Come ti sei avvicinato alla musica?
Il fuoco musicale, che chiamerei quasi una “chiamata religiosa” per la musica, arrivò verso il periodo della prima media: ricordo che suonavo il flauto e mi rimanevano le melodie nella testa, giocavo a pallone ma con le dita facevo i movimenti come se suonassi il flauto. Una voce dentro di me mi diceva “hai trovato il tuo!”. Poi alle superiori ho fatto tutt’altro e ho iniziato il conservatorio da privatista a vent’anni, ma avevo capito che il sentiero era quello.

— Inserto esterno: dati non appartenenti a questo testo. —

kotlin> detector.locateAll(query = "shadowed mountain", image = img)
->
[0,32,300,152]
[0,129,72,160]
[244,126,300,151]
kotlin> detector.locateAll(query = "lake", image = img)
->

Quali sono i musicisti che ti hanno ispirato di più?
Bill Evans, Chick Corea, Herbie Hancock, poi la grande tradizione come Alexander Monty, Wynton Kelly…
Un disco che porteresti sull’isola deserta?
“My Spanish Heart” di Chick Corea.
Parliamo di “Akira”.
È un disco in trio e ben rappresenta l’estetica delle mie composizioni per questa formazione; riascoltandolo ho anche capito quanto mi ha influenzato Petrucciani dal punto di vista melodico. Ho sempre avuto una spinta di scrivere brani nella tradizione degli standard jazz, con le classiche progressioni tonali (e non) nella cultura armonica americanea.
Poi uscirà un disco con quartetto d’archi, un connubio tra classica e improvvisazione che rivede per esempio l’Andante di Mozart, e poi altre composizioni classiche mie, rivisitazioni dei Doors, e così via. Sono due estetiche differenti che sento nella mia sensibilità.
Qual è la a formazione con cui ti piace di più suonare?
Sono mood diversi, ma il quartetto d’archi mi dà un’emozione forte.